Civil Rights in Benton Harbor
For two days, citizens of Benton Harbor, Michigan took to the streets to protest the death of a young black man, Terrance Shurn, who lost control of his motorcycle during a high-speed chase and died. Benton Harbor, Michigan is over 90% Black, but the officers in this case were White, prompting hundreds of citizens to protest. FSRN talked with Richard Winslow, Director of Civil Rights Group, Association of Community Organizations for Reform Now (ACORN) about how the residents of Michigan feel.
World Refugee Day
According to United Nations High Commission for Refugees, of the 22 million refugees under their care, 18 million are women and children. And as events around the globe recognize this day as the third annual United Nations World Refugee Day, refugee organizations in New York City gathered to celebrate the efforts of a young group of refugees trying to educate their peers and the public about the refugee experience in the United States. From Pacifica Station WBAI in New York City, Jackson Allers reports.

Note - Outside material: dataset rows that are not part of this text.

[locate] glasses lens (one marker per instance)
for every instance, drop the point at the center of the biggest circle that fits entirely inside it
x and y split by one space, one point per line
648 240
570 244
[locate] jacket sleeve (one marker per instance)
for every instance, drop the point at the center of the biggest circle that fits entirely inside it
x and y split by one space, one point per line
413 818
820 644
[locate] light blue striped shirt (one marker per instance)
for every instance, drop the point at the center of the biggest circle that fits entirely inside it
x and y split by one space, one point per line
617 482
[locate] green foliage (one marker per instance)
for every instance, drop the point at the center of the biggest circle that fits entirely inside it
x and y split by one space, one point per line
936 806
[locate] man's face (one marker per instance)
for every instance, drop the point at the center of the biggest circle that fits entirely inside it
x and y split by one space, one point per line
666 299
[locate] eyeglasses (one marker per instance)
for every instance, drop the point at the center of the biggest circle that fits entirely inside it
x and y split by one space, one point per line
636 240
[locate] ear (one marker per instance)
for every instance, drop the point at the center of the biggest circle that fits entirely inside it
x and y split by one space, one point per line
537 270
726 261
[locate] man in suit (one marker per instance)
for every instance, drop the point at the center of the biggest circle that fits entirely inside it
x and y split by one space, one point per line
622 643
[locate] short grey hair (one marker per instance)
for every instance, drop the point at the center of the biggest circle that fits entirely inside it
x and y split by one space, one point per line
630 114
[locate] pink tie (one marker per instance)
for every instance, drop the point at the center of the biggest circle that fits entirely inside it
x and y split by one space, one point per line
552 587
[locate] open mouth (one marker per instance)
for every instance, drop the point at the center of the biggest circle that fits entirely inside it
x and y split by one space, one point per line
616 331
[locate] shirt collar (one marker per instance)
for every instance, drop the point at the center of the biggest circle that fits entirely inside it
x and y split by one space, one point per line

International Ministerial Conference
Talks between the United States and the European Union over opening up Europe to genetically modified foods broke down in Geneva this week. Meanwhile, the Bush administration is hosting an international ministerial conference in Sacramento, California this weekend. The conference will touch upon many technology and agricultural issues, one of which includes the promotion of genetically engineered crops to developing countries. The conference will also serve to formulate a complaint by the United States and other countries to the World Trade Organization that the European Union’s moratorium of Genetically Modified Organisms is illegal. The first World Trade Organization related meeting in North America since Seattle in 1999. It is predicted that thousands of demonstrators will protest the conference in Sacramento this weekend. They say Genetically Modified Organisms have not been proven save, and that the conference is part of the Bush administration’s agenda to promote the corporate take over of the Global Food Production. Mitch Jeserich has more from Sacramento.
Today, the Pentagon issued what it called a ‘serious terror threat’ in Nairobi, Kenya’s capital city, prompting a closure of the US Embassy in the city. The Pentagon has focused its counter terror activities in Kenya and other countries in the region. Whilst the US concentrates its efforts on this activity, they have turned their backs consistently on another deadly front. Three quarters of the world’s gem diamonds come from Africa. Of these, about 5% come from regions involved in intense civil strife and conflict, including the Democratic Republic of Congo and Liberia. Global activist groups have long argued that this $7 billion a year industry has directly contributed and prolonged many of these conflicts. After years of intense advocacy from these groups, the international diamond industry has finally responded with a scheme to eradicate so-called conflict or blood-stones. But as Brendan Sweeney reports, their remains a number of troubling questions about the effectiveness of the system will be and indeed how transparent the industry will be.